# scribe-scaling
High-performance scaling optimizations for large repository analysis in Scribe.
## Overview
`scribe-scaling` is the performance and optimization layer that enables Scribe to handle repositories of any size—from small projects to enterprise codebases with 100k+ files. It implements streaming architecture, intelligent caching, parallel processing, and context positioning to maintain sub-second performance on small repos and sub-30-second analysis on massive repositories.
## Key Features
### Progressive Loading Architecture
- **Metadata-first streaming**: Load file metadata before content to enable early filtering
- **Lazy content loading**: Only read file content when selected for inclusion
- **Backpressure management**: Adaptive throttling prevents memory exhaustion
- **Incremental processing**: Process files as they're discovered, not after full scan
### Intelligent Caching
- **Persistent cache**: Disk-based cache with Blake3 content signatures
- **Signature-based invalidation**: Only re-process changed files
- **Multi-level caching**: In-memory LRU + disk persistence
- **Compression**: Compressed cache entries using flate2 (gzip)

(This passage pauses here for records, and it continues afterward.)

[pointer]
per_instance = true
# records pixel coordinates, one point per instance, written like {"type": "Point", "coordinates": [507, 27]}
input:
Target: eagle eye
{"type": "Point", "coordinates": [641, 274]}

- **Cache warming**: Pre-populate cache for common operations
### Parallel Processing
- **Multi-core scanning**: Parallel directory traversal using Rayon
- **Concurrent analysis**: Parallel AST parsing and scoring
- **Async I/O**: Non-blocking file operations with tokio
- **Work stealing**: Dynamic load balancing across threads
- **Adaptive parallelism**: Scale thread count based on system resources
### Context Positioning Optimization
- **Transformer-aware ordering**: Exploits LLM attention patterns
- **3-tier positioning**: HEAD (20%) → MIDDLE (60%) → TAIL (20%)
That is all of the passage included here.